Workplace vaccine mandates work on many, but not all
“We all respond to deadlines,” New York City Mayor Bill de Blasio told CNN recently. “We all respond to rules.” That certainly seems to be the case for the majority of the Big Apple’s health care workers and educators — well over 90% are now vaccinated, after state and city mandates went into effect on Oct. 4. A similar pattern is playing out in health systems across the country, writes Adeel Hassan at The New York Times. United Airlines recently reported that 96% of employees had gotten a vaccine as required; there were only 232 holdouts left out of 67,000 employees as of October 5. “Relatively few employees flat out resist vaccination,” writes Philip Bump at The Washington Post. Bump suggests that many people who once told pollsters they’d never take the vaccine changed their tune once their job was on the line. However, the mandates have not been without consequences, notes CNN’s Eric Levenson. Some health care systems have had to suspend many noncompliant employees; one in Buffalo, New York had to delay certain elective surgeries and close its doors to new ICU patients as a result.

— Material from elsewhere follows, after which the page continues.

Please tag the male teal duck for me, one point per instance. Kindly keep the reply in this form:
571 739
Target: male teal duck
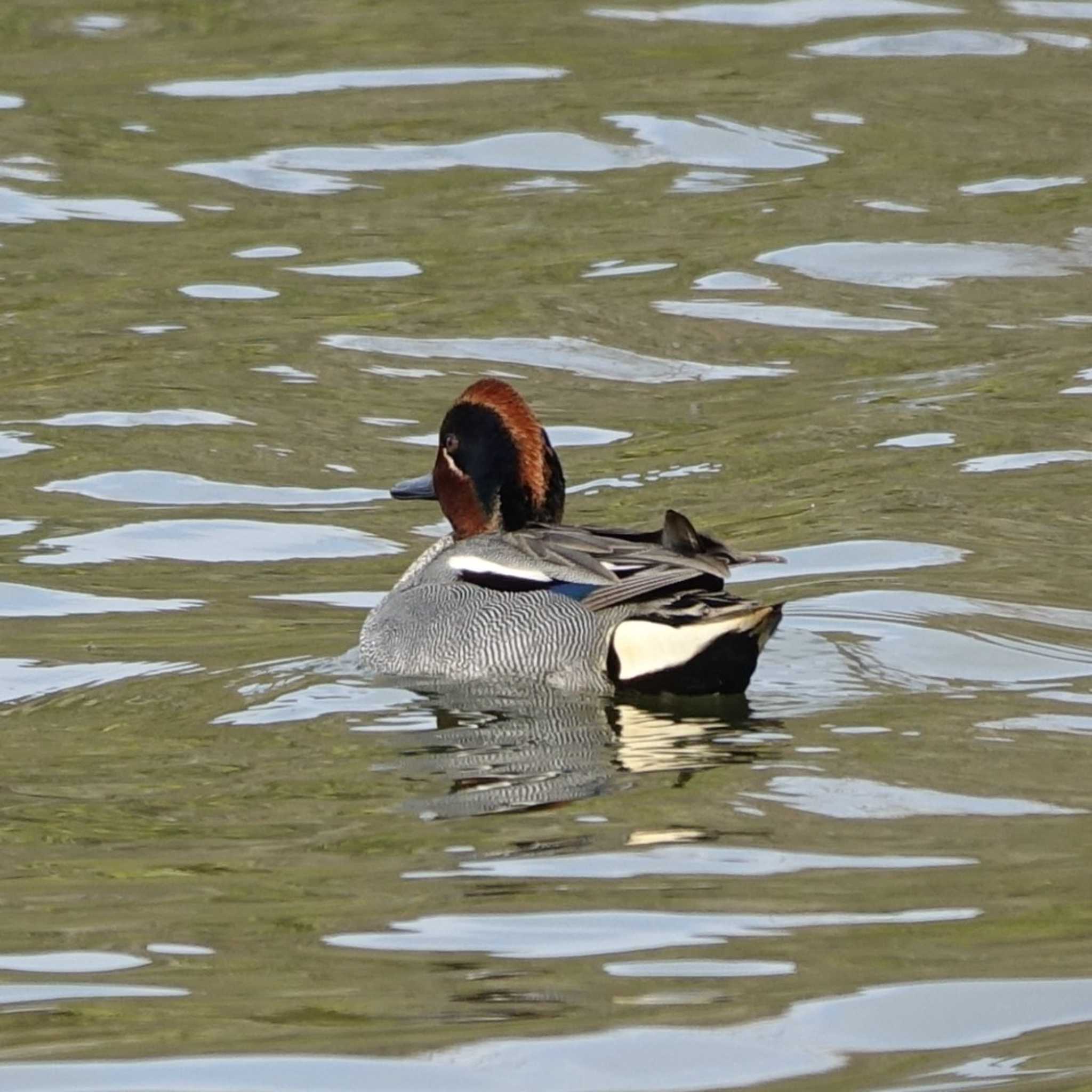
512 593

More at-home tests to come
At-home COVID tests can tell you if you’ve contracted the virus for the cost of $7 to $50, in half an hour or less. That is, if you can find a test to buy — no easy task in the U.S., as The New York Times’ David Leonhardt discovered recently. The FDA has been slow to authorize the tests, leading to a shortage here while citizens of other countries have easy access to plenty of tests, often provided for free. “Knowing your COVID status in real time, on a frequent basis, is more important than ever,” write Dr. Michael J. Mina, an epidemiologist at Harvard, and Dr. Steven Phillips, vice president of science and strategy at the expert advocacy COVID Collaborative, in a recent The New York Times op-ed. “To end the coronavirus’ grip on American society, the United States must embrace rapid testing in a more substantial way.” Two recent moves by the government are poised to help: The FDA authorized a new test that is expected to double availability; and the White House is spending $1 billion on at-home rapid tests in hopes of quadrupling the supply by December.
This holiday season’s hottest item: a window fan?
While it’s tempting to see delta’s demise in ebbing national case rates, hospitalizations and deaths, we are still in the throes of a nasty pandemic. More than 700,000 people have died in the United States alone, and many regions remain in serious trouble. A majority of Alaska hospitals are rationing care. Even well-vaccinated New England is facing a surge that’s filling ICUs. And the California National Guard has been activated to help hospitals in the central and northern parts of the state. “This isn’t the first time a shift in numbers has lulled leaders into a false sense of safety,” writes Sophie Putka at Medpage Today. “It’s impossible to predict what will happen in the coming months — particularly with the potential for new variants, lackluster vaccination rates, and colder weather on the way.”
Nonetheless, as the seasons turn many Americans are looking ahead to the holiday season. So is the CDC, which recently released preliminary guidelines for 2021 holiday festivities — “sort of an epidemiologist’s take on Martha Stewart’s ‘Home for the Holidays’,” quips Bill Chappell at NPR. Key recommendations include holding celebrations out of doors, or if the party must move indoors, keeping doors and windows open with a fan pulling air out through one window so fresh air comes in through the others. For those considering air travel, Dr. Ashish Jha, dean of the Brown University School of Public Health, recently took a cross-country redeye with a barely masked seatmate that led him to conclude it’s time for vaccine mandates for domestic air travel. California Sen. Dianne Feinstein is thinking along similar lines, proposing a bill to require proof of vaccination — or a negative COVID test — before boarding.